Code for America has four programs that help city governments and civic-oriented start-ups become more efficient through the use of technology. One of the programs, dubbed “Peace Corps for geeks,” deploys technology fellows to selected cities for a year.

In Boston, Code for America developed an app called “Adopt-a-Hydrant” that allows people to volunteer to be responsible for shoveling snow away from fire hydrants following big storms. That app is now being spread to other cities.

The new Knight grant will enable Code for America to expand one of its four programs to 13 new communities. Although the organization typically works in a new city for just one year, in three cities where Knight has a resident program director, the program will run for four years, to test whether the longer period enables the group to have a greater impact, says Damian Thorman, the foundation’s national program director.

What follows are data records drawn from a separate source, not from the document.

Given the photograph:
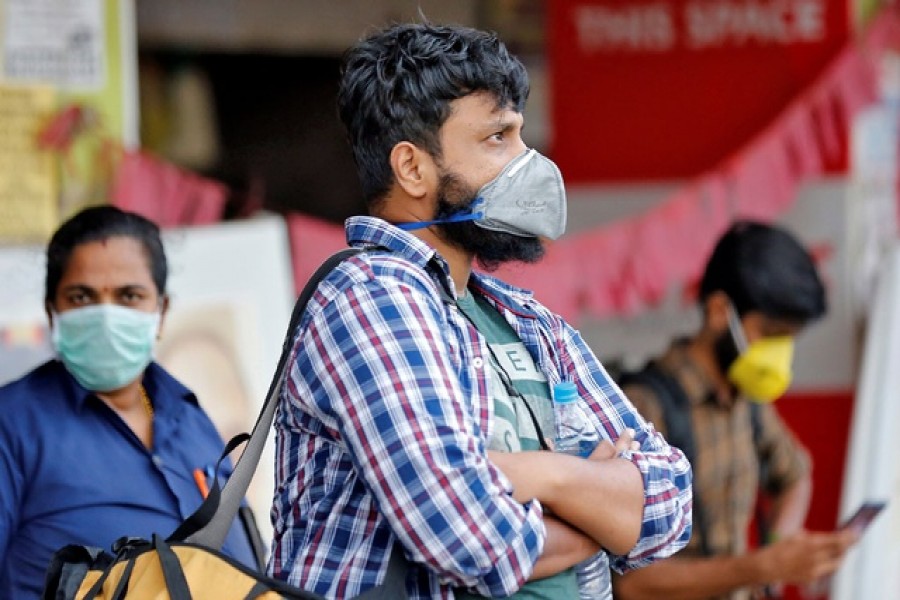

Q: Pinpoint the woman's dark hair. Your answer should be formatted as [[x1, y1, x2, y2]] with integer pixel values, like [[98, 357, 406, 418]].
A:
[[338, 23, 528, 210], [44, 206, 169, 304], [700, 221, 827, 324]]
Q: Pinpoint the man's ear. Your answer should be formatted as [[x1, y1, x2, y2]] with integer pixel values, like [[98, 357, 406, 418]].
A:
[[156, 294, 169, 339], [44, 301, 53, 329], [390, 141, 437, 199], [703, 290, 731, 332]]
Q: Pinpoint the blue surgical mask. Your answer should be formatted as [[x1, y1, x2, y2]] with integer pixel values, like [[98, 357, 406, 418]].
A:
[[397, 148, 566, 240], [51, 304, 160, 392]]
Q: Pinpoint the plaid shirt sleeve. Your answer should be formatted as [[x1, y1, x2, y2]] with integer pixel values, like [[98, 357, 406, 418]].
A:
[[556, 320, 692, 573], [287, 266, 545, 597]]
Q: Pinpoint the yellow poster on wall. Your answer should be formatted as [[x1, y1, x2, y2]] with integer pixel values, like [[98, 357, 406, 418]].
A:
[[0, 86, 59, 241], [0, 0, 137, 242]]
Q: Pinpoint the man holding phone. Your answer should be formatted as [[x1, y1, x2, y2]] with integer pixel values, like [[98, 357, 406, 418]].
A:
[[613, 221, 858, 600]]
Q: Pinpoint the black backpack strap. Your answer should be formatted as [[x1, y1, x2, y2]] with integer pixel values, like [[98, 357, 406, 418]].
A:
[[619, 361, 712, 556]]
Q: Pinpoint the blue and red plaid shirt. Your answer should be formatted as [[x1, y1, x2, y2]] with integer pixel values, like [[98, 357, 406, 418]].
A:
[[269, 217, 691, 599]]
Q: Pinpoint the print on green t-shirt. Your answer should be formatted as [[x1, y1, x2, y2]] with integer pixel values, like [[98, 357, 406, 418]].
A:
[[456, 293, 578, 600]]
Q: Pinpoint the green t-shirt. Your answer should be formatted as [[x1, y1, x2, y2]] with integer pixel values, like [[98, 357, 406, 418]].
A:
[[456, 293, 578, 600]]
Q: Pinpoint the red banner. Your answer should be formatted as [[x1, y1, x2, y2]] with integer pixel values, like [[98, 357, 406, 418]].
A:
[[547, 0, 850, 183]]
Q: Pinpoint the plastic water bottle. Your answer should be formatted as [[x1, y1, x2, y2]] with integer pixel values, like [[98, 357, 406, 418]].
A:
[[575, 550, 612, 600], [553, 381, 612, 600], [553, 381, 600, 457]]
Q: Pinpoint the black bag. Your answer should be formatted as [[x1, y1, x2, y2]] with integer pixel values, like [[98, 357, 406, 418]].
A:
[[43, 248, 407, 600], [615, 361, 762, 556]]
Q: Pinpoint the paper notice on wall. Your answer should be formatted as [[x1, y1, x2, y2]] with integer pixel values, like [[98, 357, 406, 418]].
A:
[[0, 0, 106, 91], [0, 86, 59, 242]]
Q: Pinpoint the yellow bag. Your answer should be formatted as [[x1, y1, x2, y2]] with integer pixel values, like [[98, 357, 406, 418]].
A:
[[44, 536, 323, 600]]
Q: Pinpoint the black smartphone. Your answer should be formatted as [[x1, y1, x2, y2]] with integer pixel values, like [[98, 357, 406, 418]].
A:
[[838, 500, 887, 536]]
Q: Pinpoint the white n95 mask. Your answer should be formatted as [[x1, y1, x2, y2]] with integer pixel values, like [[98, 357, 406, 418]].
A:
[[396, 148, 566, 240]]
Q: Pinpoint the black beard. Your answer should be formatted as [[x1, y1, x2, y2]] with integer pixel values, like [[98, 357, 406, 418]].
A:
[[434, 172, 544, 271], [714, 329, 740, 375]]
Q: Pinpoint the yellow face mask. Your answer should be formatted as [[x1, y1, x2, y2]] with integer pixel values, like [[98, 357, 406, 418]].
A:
[[728, 307, 794, 402]]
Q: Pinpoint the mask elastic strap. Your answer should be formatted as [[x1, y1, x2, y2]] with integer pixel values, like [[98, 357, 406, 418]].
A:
[[728, 303, 749, 353], [394, 197, 484, 231]]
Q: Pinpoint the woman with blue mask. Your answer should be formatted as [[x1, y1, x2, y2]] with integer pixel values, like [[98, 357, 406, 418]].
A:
[[0, 206, 255, 598]]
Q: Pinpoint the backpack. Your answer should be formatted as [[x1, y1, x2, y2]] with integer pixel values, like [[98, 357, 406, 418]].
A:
[[42, 248, 408, 600], [616, 361, 762, 556]]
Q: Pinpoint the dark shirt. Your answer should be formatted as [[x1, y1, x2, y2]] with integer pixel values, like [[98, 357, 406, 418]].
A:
[[622, 340, 810, 600], [0, 360, 255, 599]]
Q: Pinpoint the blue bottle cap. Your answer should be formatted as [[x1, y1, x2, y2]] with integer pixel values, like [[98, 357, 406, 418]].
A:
[[553, 381, 578, 404]]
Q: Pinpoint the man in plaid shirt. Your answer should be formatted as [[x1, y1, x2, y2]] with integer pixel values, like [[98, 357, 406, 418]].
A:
[[269, 24, 691, 599]]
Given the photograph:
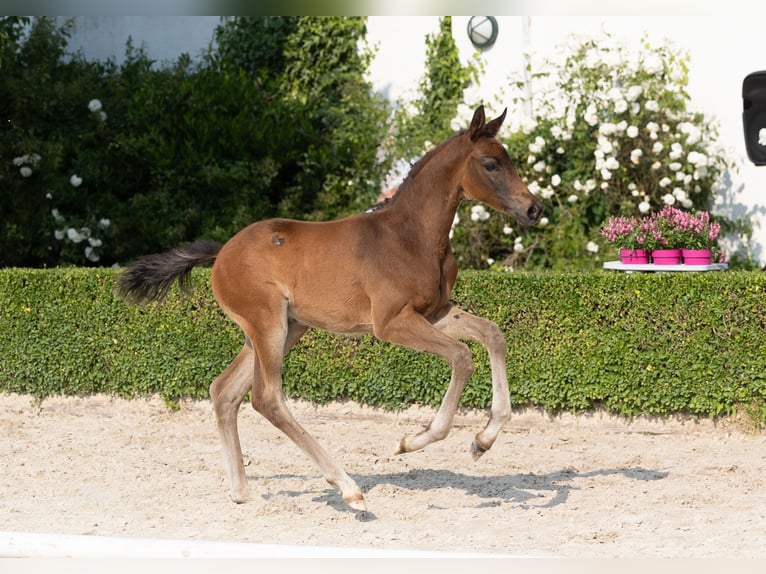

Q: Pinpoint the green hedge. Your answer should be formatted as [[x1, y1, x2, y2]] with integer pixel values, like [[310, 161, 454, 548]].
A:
[[0, 268, 766, 424]]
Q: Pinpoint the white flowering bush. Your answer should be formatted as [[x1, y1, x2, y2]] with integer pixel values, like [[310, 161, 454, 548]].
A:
[[453, 35, 744, 268]]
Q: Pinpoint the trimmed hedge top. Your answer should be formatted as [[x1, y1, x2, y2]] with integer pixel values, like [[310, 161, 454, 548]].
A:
[[0, 268, 766, 424]]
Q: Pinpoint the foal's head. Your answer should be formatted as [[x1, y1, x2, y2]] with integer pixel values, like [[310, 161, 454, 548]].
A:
[[461, 106, 542, 227]]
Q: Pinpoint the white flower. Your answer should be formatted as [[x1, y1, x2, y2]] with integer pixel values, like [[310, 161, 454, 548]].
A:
[[66, 227, 85, 243], [598, 137, 614, 154], [85, 245, 101, 263], [584, 103, 598, 126], [625, 86, 644, 102], [686, 151, 707, 167], [529, 136, 545, 153]]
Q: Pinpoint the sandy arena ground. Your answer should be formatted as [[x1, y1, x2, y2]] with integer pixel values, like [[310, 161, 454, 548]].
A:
[[0, 395, 766, 558]]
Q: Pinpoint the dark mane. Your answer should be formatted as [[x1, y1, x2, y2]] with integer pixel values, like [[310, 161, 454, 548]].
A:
[[394, 131, 463, 191], [366, 131, 464, 213]]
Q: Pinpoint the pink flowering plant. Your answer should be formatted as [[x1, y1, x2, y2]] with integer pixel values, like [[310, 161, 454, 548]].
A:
[[601, 216, 646, 251], [601, 205, 721, 260]]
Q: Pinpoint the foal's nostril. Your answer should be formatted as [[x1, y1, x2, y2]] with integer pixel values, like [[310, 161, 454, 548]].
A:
[[527, 202, 543, 223]]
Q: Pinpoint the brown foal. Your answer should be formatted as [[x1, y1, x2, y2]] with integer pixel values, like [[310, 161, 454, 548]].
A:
[[119, 107, 541, 510]]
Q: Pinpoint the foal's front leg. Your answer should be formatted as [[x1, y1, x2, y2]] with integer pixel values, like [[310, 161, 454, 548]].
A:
[[434, 306, 511, 460]]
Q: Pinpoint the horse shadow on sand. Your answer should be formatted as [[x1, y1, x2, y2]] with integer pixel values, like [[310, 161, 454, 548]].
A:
[[260, 467, 668, 520]]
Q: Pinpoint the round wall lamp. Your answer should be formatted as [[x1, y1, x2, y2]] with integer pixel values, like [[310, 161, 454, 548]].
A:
[[468, 16, 497, 50]]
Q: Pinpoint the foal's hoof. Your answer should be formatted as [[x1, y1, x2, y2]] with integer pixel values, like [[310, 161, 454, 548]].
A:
[[471, 441, 487, 460], [343, 494, 367, 512]]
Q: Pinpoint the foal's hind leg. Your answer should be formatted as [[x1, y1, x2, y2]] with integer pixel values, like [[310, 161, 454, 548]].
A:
[[210, 341, 255, 502], [434, 306, 511, 460], [246, 325, 367, 510]]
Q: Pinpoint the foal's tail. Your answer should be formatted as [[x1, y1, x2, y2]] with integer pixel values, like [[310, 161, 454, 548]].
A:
[[117, 239, 223, 303]]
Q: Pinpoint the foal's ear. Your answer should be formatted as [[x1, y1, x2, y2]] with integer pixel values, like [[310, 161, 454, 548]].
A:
[[482, 108, 508, 137], [468, 106, 485, 141], [468, 106, 508, 141]]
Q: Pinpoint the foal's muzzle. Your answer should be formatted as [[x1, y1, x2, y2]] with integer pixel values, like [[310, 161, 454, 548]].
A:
[[527, 201, 543, 225]]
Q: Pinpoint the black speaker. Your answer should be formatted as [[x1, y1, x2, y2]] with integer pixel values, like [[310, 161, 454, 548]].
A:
[[742, 70, 766, 165]]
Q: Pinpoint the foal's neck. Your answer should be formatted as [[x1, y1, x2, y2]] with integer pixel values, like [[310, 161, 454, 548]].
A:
[[390, 136, 463, 244]]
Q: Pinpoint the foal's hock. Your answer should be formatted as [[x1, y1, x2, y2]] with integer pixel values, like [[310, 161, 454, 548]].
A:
[[118, 107, 542, 510]]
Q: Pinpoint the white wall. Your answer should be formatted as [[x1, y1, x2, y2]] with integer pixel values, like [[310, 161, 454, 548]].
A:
[[63, 14, 766, 264]]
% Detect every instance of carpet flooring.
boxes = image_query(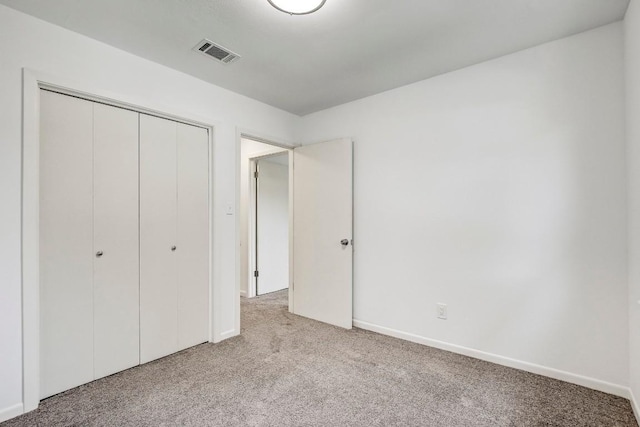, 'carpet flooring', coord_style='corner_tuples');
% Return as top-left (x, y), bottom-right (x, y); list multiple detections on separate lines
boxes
(2, 292), (637, 427)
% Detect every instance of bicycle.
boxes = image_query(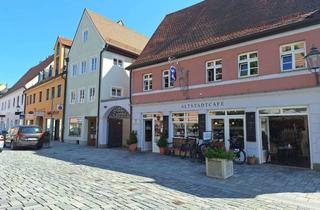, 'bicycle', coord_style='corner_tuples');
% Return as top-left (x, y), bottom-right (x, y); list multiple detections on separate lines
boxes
(229, 137), (247, 164)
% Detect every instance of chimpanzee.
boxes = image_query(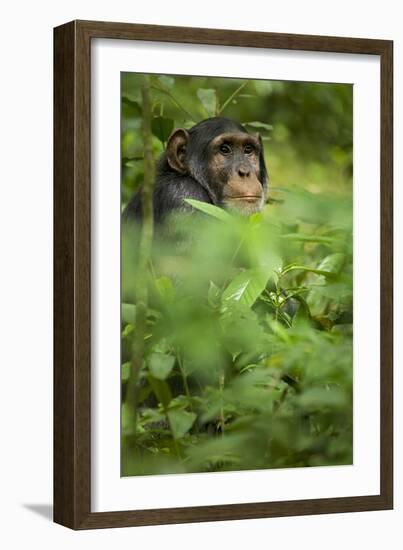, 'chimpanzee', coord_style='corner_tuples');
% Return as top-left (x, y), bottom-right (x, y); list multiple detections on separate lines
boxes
(123, 117), (268, 223)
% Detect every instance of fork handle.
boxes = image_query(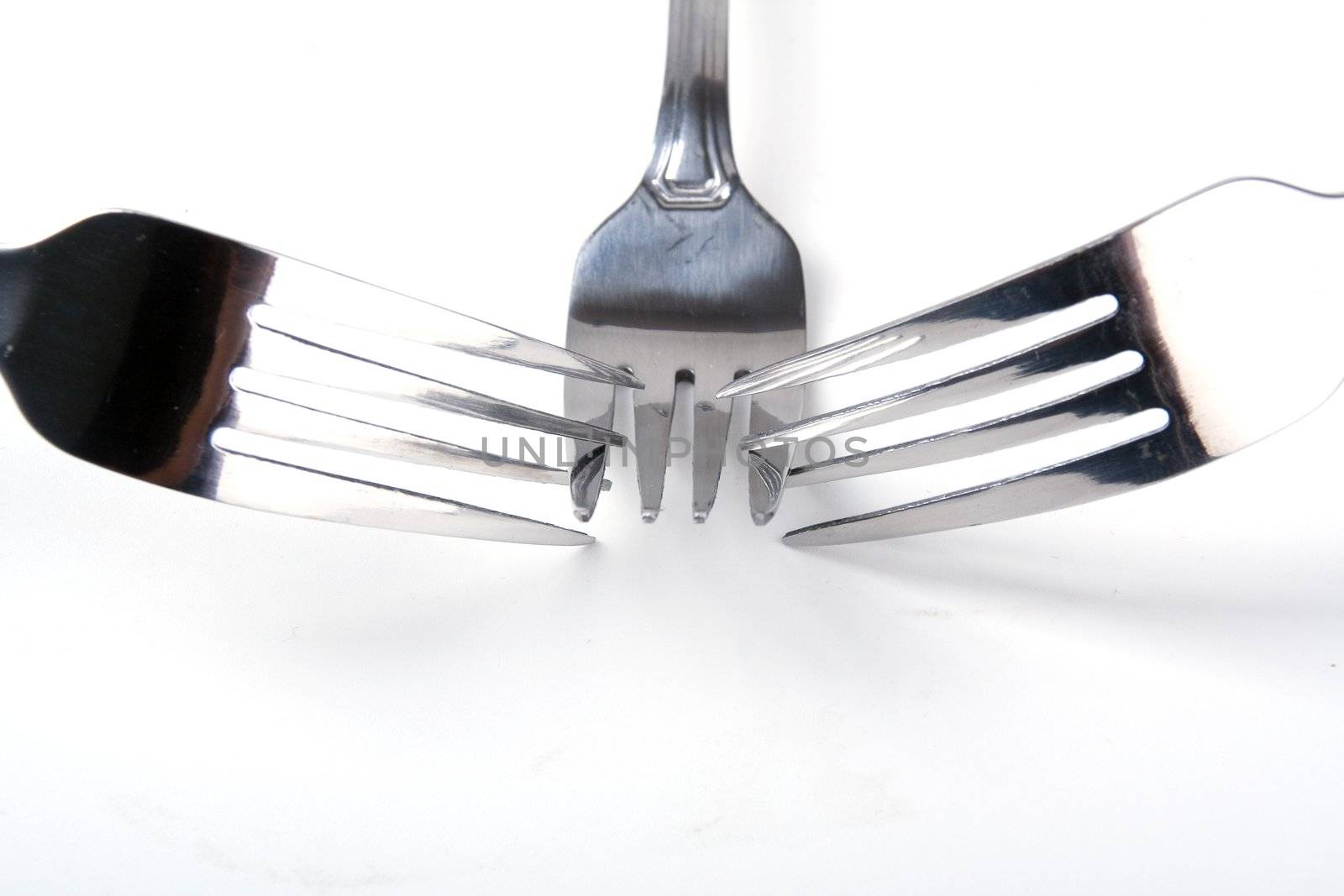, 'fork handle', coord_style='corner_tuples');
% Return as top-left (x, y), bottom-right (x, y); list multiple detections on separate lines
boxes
(645, 0), (738, 208)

This is the second grant Knight has awarded the organization. In 2010, Knight became the first foundation to support Code for America, with a $750,000 grant.

“We’re doubling down on this model,” Mr. Thorman says. “We want to give Code the opportunity to really scale their work.”

'Civic Technology’ Program

Knight also announced a $3.12-million grant to GovLab, a program at New York University’s Robert F. Wagner Graduate School of Public Service, to train graduate students so that they can help develop technology-based solutions for communities.

GovLab is run by Beth Noveck, a visiting professor and a former deputy chief technology officer at the White House.

Mr. Thorman says the grant may produce 500 new graduate students over five years who are trained in “civic technology”—the use of technology and data to help governments run better.

“This is an emergent field,” Mr. Thorman says. “What we’re trying to do here is accelerate the learning.”

Informing Citizens

The final grant, worth $985,000, goes to TED (Technology, Entertainment, and Design), a global set of conferences that highlight “ideas worth spreading.”

The grant will amplify and measure the impact of ideas that emerge from the conferences and will help TED develop an online platform to enable people who are inspired by “TEDTalks” to take action.

“This is at the heart of what we’re trying to do in the Tech for Engagement initiative,” Mr. Thorman says. “Once people are informed, how do we get them motivated and provide them with the opportunity to really participate in the problem solving in their communities?”

Knight will also provide a two-year sponsorship for two TED fellows whose focus is the use of technology to improve civic life. The foundation will have a major exhibit at the weeklong annual TED conference that starts Monday in Long Beach, Calif.